We as a student body this year are lucky to have four strong and competent candidates running to fill the Student Union Presidency, probably the most important student position in terms of ability to create change on campus by working with the administration.  JV Souffrant has done great work in raising huge amounts of money to help devastated families in Haiti.  Matt Kriegsman has proven himself as the leader of Chabad at Brandeis.  Daniel Acheampong has taken on probably the most thankless task in the student government, serving as Union Treasurer.  Any of them could do a good job as Union President.

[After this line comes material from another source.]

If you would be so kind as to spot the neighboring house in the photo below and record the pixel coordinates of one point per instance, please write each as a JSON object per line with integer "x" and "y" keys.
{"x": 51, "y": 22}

However, I’ve known that I’m supporting Sahar Massachi for the position since the very beginning of the election.  The reason why is simple: Sahar is one of the most transformative people I’ve ever had the privilege to know.  It’s the same reason why I’ve written for him for three years on Innermost Parts, the same reason why I’ve worked with him on a number of successful campus projects, and the same reason why he’s been one of my best friends since I entered Brandeis University.  Time and time again, I’ve seen how Sahar can create positive change for the good of the campus community through his tireless work ethic and strong leadership.  He’s thoroughly changed the way I think about college activism, and I know he can change the way we think of the Student Union.

Sahar’s extensive resume tells a story of a student active in all walks of campus life, and his accomplishments are very impressive.  However, what’s even more impressive to me is that without him, no project he’s ever worked on could have even gotten off the ground.  He doesn’t just fill established roles effectively, he fights with everything he’s got to create new roles for improving student life.  When nobody was talking about the MSA lounge vandalization, Sahar did something about it.  When students felt powerless in the face of massive budget cuts, Sahar organized a unified and effective student response.  Without Sahar, Brandeis as a whole would be a little different and a little worse off, and I’d be hard pressed to name anyone else I could honestly say that about.

Regardless of who wins today’s election, two things are certain.  First, the Student Union will have a qualified leader set to take the reigns.  Second, Sahar will be working to improve student life and the activist cause at Brandeis.  It’s part of who he is, and win or lose, he’ll still be doing what he thinks is right.  But we have a chance to put our most powerful position in the hands of a transformative leader, and I firmly believe that we should take this rare opportunity.  That is why I’m asking you to join me in voting for Sahar Massachi for President of the Student Union.

3 comments on “A Closing Case for Sahar Massachi”

  1. random voter Says:

    wow, you’ve certainly convinced me. Go Sahar!

  2. art Says:

    I am aware none of the pro-sahar articles are written by the man himself. but don’t you find it disgusting that this blog, founded on principles of uncovering the administration/SU’s dirty secrets, has simply become at this point an op-ed for its founder’s campaign?

  3. Carrie Says:

    I’m afraid that the influx of Sahar for President pieces may have done more harm than good. People who read IP are split amongst those with similar ideologies and almost polar opposite. To those who do not entirely align themselves with these marginal leftist sentiments, the influx on pro-Sahar posts seem like unbridled campaigning and borderline abuse of an outside news source. This is, of course, not the case but the impression that it gives to those outside of this political mindset is a deterrent.

    Also, I get why everyone here wrote pieces in support of Sahar through their own personal beliefs, but this is unprecedented at IP, which typically does not write an endorsement piece for candidates, much less so many.

    Still, readers – myself included – need to separate the fact that each of the endorsements here are on behalf of the authors and are posted on IP because these authors see IP as their outlet. It’s not so much a conspiracy of IP to inundate the main page with pro-Sahar messages, but more like little thought bubbles from the authors whom we have become accustomed to turning to for political opinions, analysis, and general facts.

    Still, it was an impressive group of candidates this year with well-run, serious campaigns. For once, I’m finally impressed. Haha.